[英]Left join with CoGroupByKey sink to BigQuery using Dataflow
I would like to join files (expeditions- 2010s.csv and peaks.csv) using join key "peakid" with CoGroupByKey.我想使用 CoGroupByKey 的连接键“peakid”加入文件(expeditions-2010s.csv 和 peaks.csv)。 However, there is an error when I sink it to BigQuery: RuntimeError: BigQuery job beam_bq_job_LOAD_AUTOMATIC_JOB_NAME_LOAD_STEP_88_215864ba592a2e01f0c4e2157cc60c47_86e3562707f348c29b2a030cb6ed7ded failed.但是,当我将其接收到 BigQuery 时出现错误: RuntimeError: BigQuery job beam_bq_job_LOAD_AUTOMATIC_JOB_NAME_LOAD_STEP_88_215864ba592a2e01f0c4e2157cc60c47_86e3562707f348c29b2a030cb6ed7ded failed。 Error Result: <ErrorProto location: 'gs://bucket-name/input/temp/bq_load/ededcfb43cda4d16934011481e2fd774/project_name.dataset.expeditions/9fe30f70-8473-44bc-86d5-20dfdf59f502' message: 'Error while reading data, error message: JSON table encountered too many errors, giving up.错误结果:<ErrorProto 位置: 'gs://bucket-name/input/temp/bq_load/ededcfb43cda4d16934011481e2fd774/project_name.dataset.expeditions/9fe30f70-8473-44bc-86d5-20dfdf59f502'消息:'读取数据时出错,错误消息: JSON 表遇到太多错误,放弃。 Rows: 1;行数:1; errors: 1. Please look into the errors[] collection for more details.错误: 1. 请查看 errors[] 集合以获取更多详细信息。 File: gs://bucket-name/input/temp/bq_load/ededcfb43cda4d16934011481e2fd774/project_name.dataset.expeditions/9fe30f70-8473-44bc-86d5-20dfdf59f502' reason: 'invalid'> [while running 'Write To BigQuery/BigQueryBatchFileLoads/WaitForDestinationLoadJobs'].文件:gs://bucket-name/input/temp/bq_load/ededcfb43cda4d16934011481e2fd774/project_name.dataset.expeditions/9fe30f70-8473-44bc-86d5-20dfdf59f502' 原因:'无效'> [运行时写入 BigQuery/BigQueryBatchFileLoads/ WaitForDestinationLoadJobs']。
Please review code as below:请查看以下代码:
def read_csv_pd_input1(readable_file):
import json
import pandas as pd
import csv
import io
gcs_file = beam.io.filesystems.FileSystems.open(readable_file)

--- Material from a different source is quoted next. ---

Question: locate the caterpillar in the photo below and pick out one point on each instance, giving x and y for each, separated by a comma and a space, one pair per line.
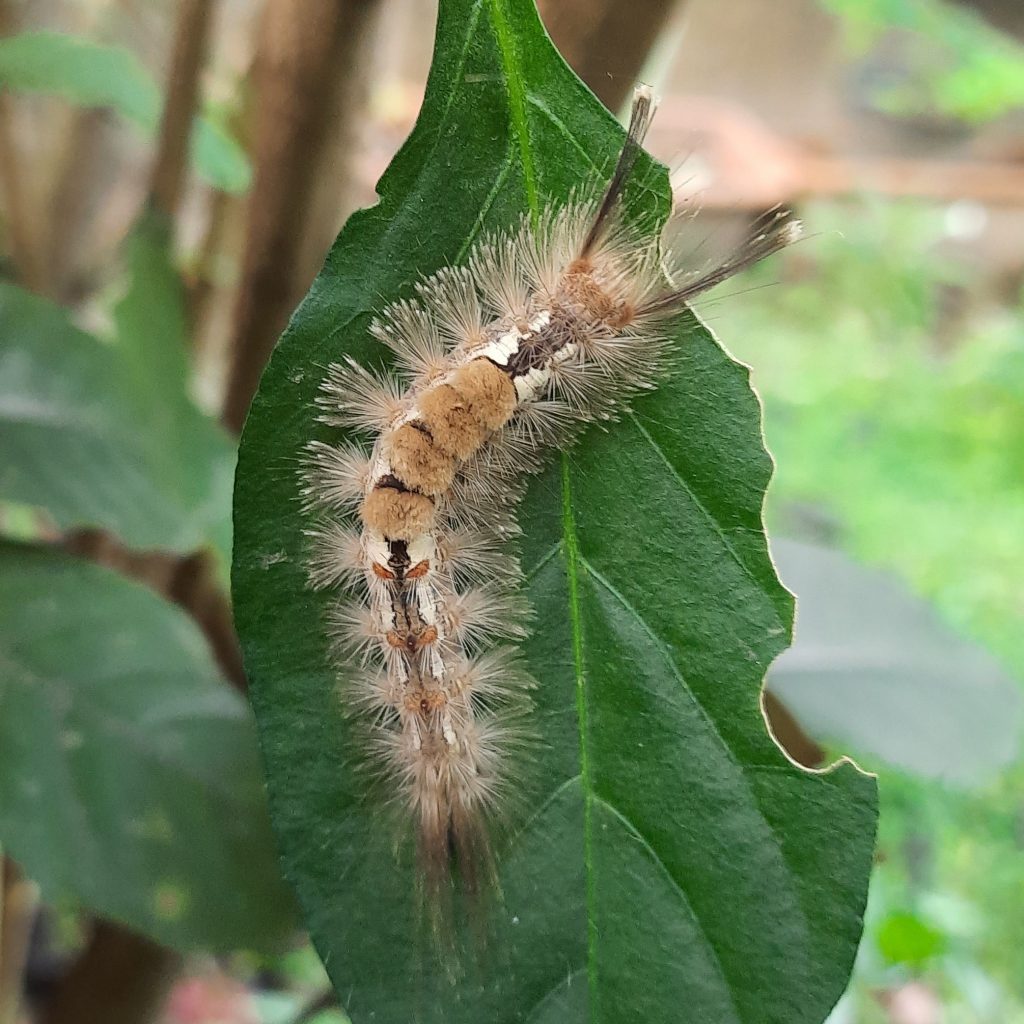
502, 360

csv_dict = csv.DictReader(io.TextIOWrapper(gcs_file))
df = pd.DataFrame(csv_dict)
df = df[['peakid', 'bcdate', 'smtdate']]
a = df.set_index('peakid')[['bcdate', 'smtdate']].apply(tuple,1).to_dict()
a = tuple(a.items())
# result: only column name
# a = df.agg(lambda x: (x.values)).apply(tuple)
# result: only value but not as expected
# a = [tuple(x) for x in df.values]
# a = tuple(a)
return a
def read_csv_pd_input3(readable_file):
import json
import pandas as pd
import csv
import io
gcs_file = beam.io.filesystems.FileSystems.open(readable_file)
csv_dict = csv.DictReader(io.TextIOWrapper(gcs_file))
df = pd.DataFrame(csv_dict)
df = df[['peakid', 'pkname', 'heightm']]
a = df.set_index('peakid')[['pkname', 'heightm']].apply(tuple,1).to_dict()
a = tuple(a.items())
return a
def run(argv=None):
import apache_beam as beam
import io
parser = argparse.ArgumentParser()
parser.add_argument(
'--input',
dest='input',
required=False,
help='Input file to read. This can be a local file or '
'a file in a Google Storage Bucket.',
default='gs://bucket-name/input/expeditions- 2010s.csv')
parser.add_argument(
'--input3',
dest='input3',
required=False,
help='Input_p3 file to read. This can be a local file or '
'a file in a Google Storage Bucket.',
default='gs://bucket-name/input/peaks.csv')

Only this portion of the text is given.